Off the trail, financial and emotional struggles emerged. Kevin and Tamara said that when people ask them how they keep going, the question puzzles them.
“We’re not doing anything anybody else wouldn’t do in the same situation,” Kevin said. “The circumstances create the person and you just gotta live up to it.”
Believing that "everything happens for a reason," even an unknown reason, also helps, Kevin said.
“I think the Creator has everything going for us, he’s just giving us the tools and we have to recognize it,” Kevin said. “I think one of the greatest things we’ve got is a strong family.”

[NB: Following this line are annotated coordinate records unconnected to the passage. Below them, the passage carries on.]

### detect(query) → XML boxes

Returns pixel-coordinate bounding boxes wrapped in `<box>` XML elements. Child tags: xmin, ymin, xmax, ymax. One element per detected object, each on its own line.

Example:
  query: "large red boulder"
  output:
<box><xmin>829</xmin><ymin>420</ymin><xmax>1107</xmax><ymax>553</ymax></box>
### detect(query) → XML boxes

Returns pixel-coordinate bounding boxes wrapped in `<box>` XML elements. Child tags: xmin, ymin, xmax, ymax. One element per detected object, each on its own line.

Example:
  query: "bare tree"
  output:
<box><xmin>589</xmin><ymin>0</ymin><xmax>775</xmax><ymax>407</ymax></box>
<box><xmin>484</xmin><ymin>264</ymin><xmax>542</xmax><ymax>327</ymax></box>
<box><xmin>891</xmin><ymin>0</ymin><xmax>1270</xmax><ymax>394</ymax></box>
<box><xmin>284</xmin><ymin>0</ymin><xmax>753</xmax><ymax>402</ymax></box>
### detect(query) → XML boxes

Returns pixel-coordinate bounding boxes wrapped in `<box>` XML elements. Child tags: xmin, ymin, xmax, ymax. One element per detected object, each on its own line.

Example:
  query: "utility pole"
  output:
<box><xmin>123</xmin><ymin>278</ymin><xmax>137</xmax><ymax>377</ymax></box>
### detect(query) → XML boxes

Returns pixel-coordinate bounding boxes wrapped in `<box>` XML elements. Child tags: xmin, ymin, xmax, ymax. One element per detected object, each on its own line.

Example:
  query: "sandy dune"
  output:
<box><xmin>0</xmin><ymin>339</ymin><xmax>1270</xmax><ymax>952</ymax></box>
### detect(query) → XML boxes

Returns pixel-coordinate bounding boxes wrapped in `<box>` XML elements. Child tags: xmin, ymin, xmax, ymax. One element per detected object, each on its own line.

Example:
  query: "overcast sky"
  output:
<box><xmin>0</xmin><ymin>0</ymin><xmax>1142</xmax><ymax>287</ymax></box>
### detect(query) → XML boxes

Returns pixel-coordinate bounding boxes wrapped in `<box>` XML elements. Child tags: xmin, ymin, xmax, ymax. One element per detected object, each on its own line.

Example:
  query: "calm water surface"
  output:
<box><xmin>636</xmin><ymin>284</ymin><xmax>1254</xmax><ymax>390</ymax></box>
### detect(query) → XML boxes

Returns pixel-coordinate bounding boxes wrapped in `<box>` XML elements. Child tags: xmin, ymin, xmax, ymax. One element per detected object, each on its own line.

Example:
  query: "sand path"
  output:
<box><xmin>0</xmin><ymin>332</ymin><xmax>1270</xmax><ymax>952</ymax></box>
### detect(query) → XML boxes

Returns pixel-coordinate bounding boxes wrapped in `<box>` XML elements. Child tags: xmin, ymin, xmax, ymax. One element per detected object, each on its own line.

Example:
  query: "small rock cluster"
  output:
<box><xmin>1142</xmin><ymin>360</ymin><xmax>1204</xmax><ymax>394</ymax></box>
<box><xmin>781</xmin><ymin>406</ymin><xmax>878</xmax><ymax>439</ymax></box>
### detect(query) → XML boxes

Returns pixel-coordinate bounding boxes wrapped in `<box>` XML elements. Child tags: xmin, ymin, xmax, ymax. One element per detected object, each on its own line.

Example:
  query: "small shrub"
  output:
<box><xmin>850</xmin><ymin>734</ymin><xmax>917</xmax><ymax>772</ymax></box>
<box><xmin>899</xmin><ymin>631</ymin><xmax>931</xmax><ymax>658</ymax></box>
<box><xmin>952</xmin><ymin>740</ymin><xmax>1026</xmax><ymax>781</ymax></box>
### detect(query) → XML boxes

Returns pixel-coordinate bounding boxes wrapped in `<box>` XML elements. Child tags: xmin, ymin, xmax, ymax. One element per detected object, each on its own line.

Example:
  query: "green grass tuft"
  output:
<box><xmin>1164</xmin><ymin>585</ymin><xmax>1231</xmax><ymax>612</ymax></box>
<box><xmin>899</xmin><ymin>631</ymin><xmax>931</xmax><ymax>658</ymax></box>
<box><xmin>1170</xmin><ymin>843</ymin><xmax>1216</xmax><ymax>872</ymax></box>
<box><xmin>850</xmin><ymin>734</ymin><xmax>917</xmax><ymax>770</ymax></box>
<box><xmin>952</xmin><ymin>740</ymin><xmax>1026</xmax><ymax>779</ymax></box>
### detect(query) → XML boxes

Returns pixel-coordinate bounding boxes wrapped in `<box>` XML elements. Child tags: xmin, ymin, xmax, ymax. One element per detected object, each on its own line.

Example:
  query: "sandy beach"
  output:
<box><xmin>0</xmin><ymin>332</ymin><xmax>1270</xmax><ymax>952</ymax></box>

That strong family is made up of more than blood relations. Breuer has been Tim’s best friend since elementary school, so he was “tickled” when Scott and Tamara got together. But his role is a little bit bigger than that of boyfriend and hunting companion.
“When Dad’s gone, he’s pretty much the man of the house,” Tamara said.
Kevin’s friend and former co-worker, Kizzi Davis, is organizing the Double Miracle Fundraiser for the family from 2 to 6:30 p.m., Oct. 11 at Wasilla Middle School. Tickets for the spaghetti feed and live entertainment can be purchased at Knik Tribal Council, 951 E. Bogard Rd. General donations or those for the silent auction can also be brought to the council.
Davis also has been helpful because Kevin admits he’s not much of a planner. He said he hopes they will be able to host more fundraisers in the future while waiting for a double miracle.